Vesey was regarded as a hero by many antislavery activists. In fact in the American Civil War one of the leading antislavery campaigners Frederick Douglass utilized Vesey’s name as a battle cry. This would motivate the African-American regiments. One of the most famous of these regiments was the 54th Massachusetts Volunteer Infantry.
Early Life of Denmark Vesey
In terms of the early life of Denmark Vesey, he was purchased in 1781. The purchase was made by Captain Joseph Vesey. The African-American slave was purchased from the Caribbean island of St. Thomas. This used to be a Danish colony in the 18th century. Vesey was known to have labored for a little while in what is present day Haiti, which was known as French Saint-Domingue . Later on he was moved to Charleston in South Carolina when his owner Joseph Vesey moved to the United States. As a youth he was kept as a domestic slave.
Denmark Wins Lottery To Freedom
As fate would have it, on November 9, 1799, Denmark Vesey was named as a lottery winner. His winnings amounted to $1500 and with it he purchased his freedom. Following this Denmark Vesey started working as a carpenter. He was initially a Presbyterian, however, he went on to found a group known as The African Methodist Episcopal Church in the year 1816. The authorities managed to temporarily shut it down for two years in 1818. However, the authorities were forced to reopen it in 1820.

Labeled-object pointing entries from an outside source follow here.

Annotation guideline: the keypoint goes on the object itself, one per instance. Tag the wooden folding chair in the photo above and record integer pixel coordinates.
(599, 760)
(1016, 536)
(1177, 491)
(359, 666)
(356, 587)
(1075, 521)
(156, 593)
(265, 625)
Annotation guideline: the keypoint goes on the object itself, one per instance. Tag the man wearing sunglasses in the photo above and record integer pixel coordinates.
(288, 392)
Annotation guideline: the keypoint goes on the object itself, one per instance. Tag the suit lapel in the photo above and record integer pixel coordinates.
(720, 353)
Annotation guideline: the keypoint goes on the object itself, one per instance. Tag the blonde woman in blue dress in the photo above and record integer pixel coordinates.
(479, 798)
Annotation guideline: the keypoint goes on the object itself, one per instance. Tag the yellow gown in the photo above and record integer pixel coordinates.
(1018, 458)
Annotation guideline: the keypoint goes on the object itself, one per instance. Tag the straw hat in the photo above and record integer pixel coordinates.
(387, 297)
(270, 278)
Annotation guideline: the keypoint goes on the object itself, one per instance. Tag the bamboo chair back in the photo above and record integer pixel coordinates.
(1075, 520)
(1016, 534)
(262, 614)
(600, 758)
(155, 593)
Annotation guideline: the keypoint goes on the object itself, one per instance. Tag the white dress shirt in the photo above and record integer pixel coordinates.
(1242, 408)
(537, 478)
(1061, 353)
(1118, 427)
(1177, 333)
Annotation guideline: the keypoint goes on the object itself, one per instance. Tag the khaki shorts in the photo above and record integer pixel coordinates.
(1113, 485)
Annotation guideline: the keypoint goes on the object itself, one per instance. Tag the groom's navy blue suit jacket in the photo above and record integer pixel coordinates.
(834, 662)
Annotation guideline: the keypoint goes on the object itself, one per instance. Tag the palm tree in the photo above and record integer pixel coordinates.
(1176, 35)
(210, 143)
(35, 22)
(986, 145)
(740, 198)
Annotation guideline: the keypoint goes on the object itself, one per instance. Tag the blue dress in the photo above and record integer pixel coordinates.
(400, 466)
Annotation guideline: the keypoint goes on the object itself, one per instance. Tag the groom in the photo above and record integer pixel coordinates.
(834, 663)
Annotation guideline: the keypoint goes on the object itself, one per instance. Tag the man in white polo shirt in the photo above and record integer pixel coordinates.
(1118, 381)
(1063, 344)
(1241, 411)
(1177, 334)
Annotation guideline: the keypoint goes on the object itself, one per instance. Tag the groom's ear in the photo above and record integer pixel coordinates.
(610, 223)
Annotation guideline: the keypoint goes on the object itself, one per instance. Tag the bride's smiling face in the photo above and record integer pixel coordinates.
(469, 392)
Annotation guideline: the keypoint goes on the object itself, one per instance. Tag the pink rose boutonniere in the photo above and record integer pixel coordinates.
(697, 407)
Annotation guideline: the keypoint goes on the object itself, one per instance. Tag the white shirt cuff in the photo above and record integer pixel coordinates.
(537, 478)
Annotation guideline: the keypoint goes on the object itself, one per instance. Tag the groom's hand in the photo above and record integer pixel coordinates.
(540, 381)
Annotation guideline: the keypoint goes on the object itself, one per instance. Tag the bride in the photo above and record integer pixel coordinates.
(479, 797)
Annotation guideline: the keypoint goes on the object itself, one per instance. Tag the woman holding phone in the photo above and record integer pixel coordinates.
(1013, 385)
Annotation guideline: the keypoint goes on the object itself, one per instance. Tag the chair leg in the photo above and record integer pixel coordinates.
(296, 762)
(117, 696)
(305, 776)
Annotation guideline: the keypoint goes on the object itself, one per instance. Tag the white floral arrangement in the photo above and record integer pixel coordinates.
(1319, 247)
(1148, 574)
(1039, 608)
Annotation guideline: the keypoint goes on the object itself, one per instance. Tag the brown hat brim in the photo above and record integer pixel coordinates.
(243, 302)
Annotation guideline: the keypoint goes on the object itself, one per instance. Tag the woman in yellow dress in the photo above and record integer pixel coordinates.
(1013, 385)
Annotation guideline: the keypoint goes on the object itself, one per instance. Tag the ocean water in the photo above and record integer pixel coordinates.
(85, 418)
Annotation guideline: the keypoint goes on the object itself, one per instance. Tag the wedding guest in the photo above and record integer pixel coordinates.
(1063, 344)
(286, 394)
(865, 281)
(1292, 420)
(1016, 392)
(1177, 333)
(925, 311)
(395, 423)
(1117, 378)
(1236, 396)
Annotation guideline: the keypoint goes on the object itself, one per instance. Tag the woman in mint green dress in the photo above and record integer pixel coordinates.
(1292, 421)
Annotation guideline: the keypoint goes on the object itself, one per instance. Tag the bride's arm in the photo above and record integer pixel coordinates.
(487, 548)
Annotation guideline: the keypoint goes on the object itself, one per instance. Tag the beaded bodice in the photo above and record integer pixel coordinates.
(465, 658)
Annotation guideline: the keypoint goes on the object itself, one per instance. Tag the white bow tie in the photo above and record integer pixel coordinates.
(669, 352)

The Denmark Vesey Conspiracy
Since the church was closed and there was a lot of inspiration from the revolutionary activities of slaves in Haiti, Denmark Vesey started planning a slave revolution. This rebellion was planned for execution on Bastille Day, July 14, 1822. Word quickly spread across thousands of blacks throughout the Southern Carolina coastline. The aim of the plot was to free a group of slaves, slay their owners and then temporarily seize control of Charleston city. In order to escape retaliation Denmark Vesey and his comrades would sail to Haiti. However, two of the slaves who were opposed to the scheme actually leaked out the information to authorities. In total 131 men were charged with conspiracy to commit civil disobedience. A total of 67 men were finally convicted and of these 35 were hung to death. Those executed included Denmark Vesey.